The focus of program MEFFIT is adjustment of a positive definite density map toward agreement with observed structure factor magnitudes. The designed application is sequential improvement of an imperfectly phased set of structure factors through manipulation of its corresponding noisy or low resolution density function by MEDENS, MEFFIT, and necessary Fourier routines. On a grid suitably fine for the desired final resolution, an initial electron density function is converted by MEDENS into a maximum-entropy density, which is a positive definite exponential function. This map is used as input to RFOURR to calculate structure factors (including phases), which can be subsequently used in FOURR to form a companion difference electron density map.

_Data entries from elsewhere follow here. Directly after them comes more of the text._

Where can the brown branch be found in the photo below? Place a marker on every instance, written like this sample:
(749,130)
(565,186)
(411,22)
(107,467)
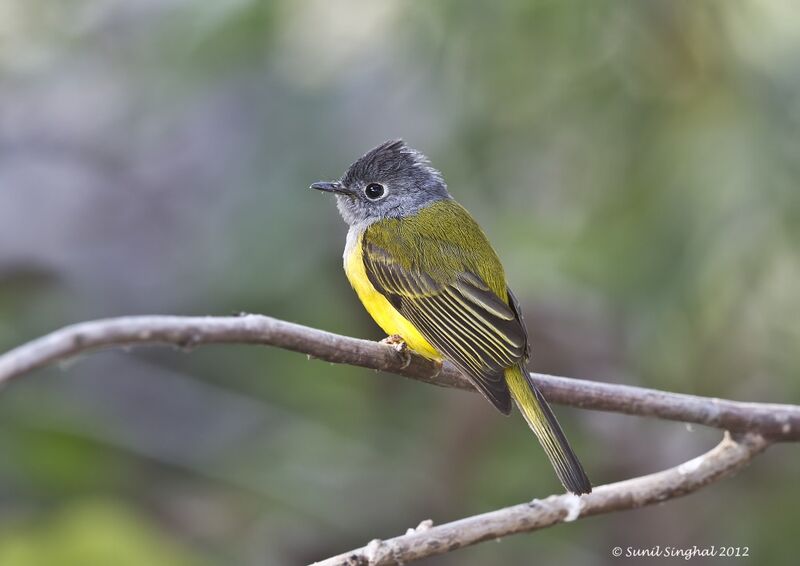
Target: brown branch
(723,460)
(780,422)
(759,423)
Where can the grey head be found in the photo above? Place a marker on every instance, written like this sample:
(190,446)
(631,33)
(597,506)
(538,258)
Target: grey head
(390,181)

MEFFIT generates a new positive-definite exponential density in a maximum-entropy adjustment of the prior exponential density. The new density is computed by pointwise multiplication of the former by exp{constant*difference density}, then scaled to restore the original mean value. As a stand-alone process, this combination of a positive definite density, and the difference density which it implies, constitutes one maximum-entropy step in the adjustment of a positive definite density to match better the experimentally observed moduli.

A useful number of MEFFIT steps is likely to be in the range 4 - 10. The associated file handling of prior, difference, and updated maps, in addition to the usual bdf handling, is simple but a source of confusion. For the usual iterative application of MEFFIT, MERUN can be used to construct the Xtal input stream and run the programs. Although the criterion for completion might be a target R value which is suitably small, if the R value is changing slowly after several iterations it is unlikely that further substantive change is occurring in either the structure factor phasing or the exponential density itself. In any case, the process is exceptionally stable, and not critically dependent on the termination point.

After the desired number of iterations has been run, the last part of which is RFOURR to compute structure factors, the final Fobs Fourier map may be calculated. This gives the electron density in its standard formulation, but with structure factor phasing corresponding to the final exponential density. This whole process has the structure: FOURR; MEDENS; RFOURR; (FOURR; MEFFIT; RFOURR); FOURR; in which the parentheses show the inner loop of programs.

File Assignments

Reads maximum entropy map from file me1

Reads difference map from file me2

Writes adjusted maximum entropy map to file mem

Example

MEFFIT ac 3.99

See MERUN documentation for an example of how this input is meshed with that of MEDENS, RFOURR, and FOURR to carry out the refinement process.

References

Collins, D.M. and Mahar, M.C. 1983. Electron Density: An Exponential Model. Acta Cryst. A39, 252-256.